I think that the application of the rule the majority has derived from Rex v. Foxcroft to the situation at bar cannot be justified by interpreting the words “concurrence of a majority” to mean something less than the affirmative votes of a majority. The two cannot be treated differently. The issue must therefore be whether their rule can be applied to any case in which a statute requires a majority of the legislature’s total membership either to agree, concur or affirmatively vote in order to pass legislation. As stated above, the weight of authority is clearly against its application. (See, e.g., Van Hovenberg v. Holeman (1940), 201 Ark. 370, 144 S.W.2d 718; Van Cleve v. Wallace (1944), 216 Minn. 500, 13 N.W.2d 467; Ezell v. City of Pascagoula (Miss. 1970), 240 So.2d 700; Rockland Woods, Inc. v.
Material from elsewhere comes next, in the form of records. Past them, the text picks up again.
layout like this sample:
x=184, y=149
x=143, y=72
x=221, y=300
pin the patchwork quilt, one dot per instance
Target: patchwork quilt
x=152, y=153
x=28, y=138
Incorporated Village of Suffern (1973), 40 App. Div. 2d 385, 340 N.Y.S.2d 513; Steers Sand & Gravel Corp. v. Village Board (N.Y. Sup. Ct. 1954), 129 N.Y.S.2d 403; Davis v. City of Willoughby (1962), 173 Ohio St. 338, 182 N.E.2d 552; Caffey v. Veale (1944), 193 Okla. 444, 145 P.2d 961; State ex rel. Roberts v. Gruber (1962), 231 Or. 494, 373 P.2d 657.) To follow these cases and reject the use of a legal fiction to achieve the necessary consensus would, I believe, be in harmony with the purpose of the statute — to ensure that before ordinances are passed by a village board of trustees there is clear and express approval of the measure. (See Rockland Woods, Inc. v. Incorporated Village of Suffern (1973), 40 App. Div. 2d 385, 340 N.Y.S.2d 513.) The statute is designed to prevent passage of ordinances on a whim or when a majority of the whole number is unwilling to stand up and be counted as supporters of the measure.

The only argument the majority can muster against such precedent is one of practicality. If abstentions are not counted as concurrences, they may prevent any action by the legislative body. (See Northwestern Bell Telephone Co. v. Board of Commissioners (N.D. 1973), 211 N.W.2d 399, 404.) The power of an abstainer to prevent action, however, would not be any greater in this case than that of a member who votes “no.” Furthermore, to such an argument, the Supreme Court of Oregon has said:

“We are fully aware of the reasons of policy emphasized in some of the decisions which underlie the rule of Rex v. Foxcroft, that is to say, that it is the duty of members of a city council to vote and that they ought not ‘by inaction, prevent action by the board.’ [Citation.] It is quite as important, however, that a court does not close its eyes to the plain meaning of a statute or a charter provision in order to achieve a desired end.” (State ex rel. Roberts v. Gruber (1962), 231 Or. 494, 500-01, 373 P.2d 657, 660.)

That is exactly what the majority has done here.

I would affirm the appellate court’s judgment.

JUSTICE CLARK joins in this dissent.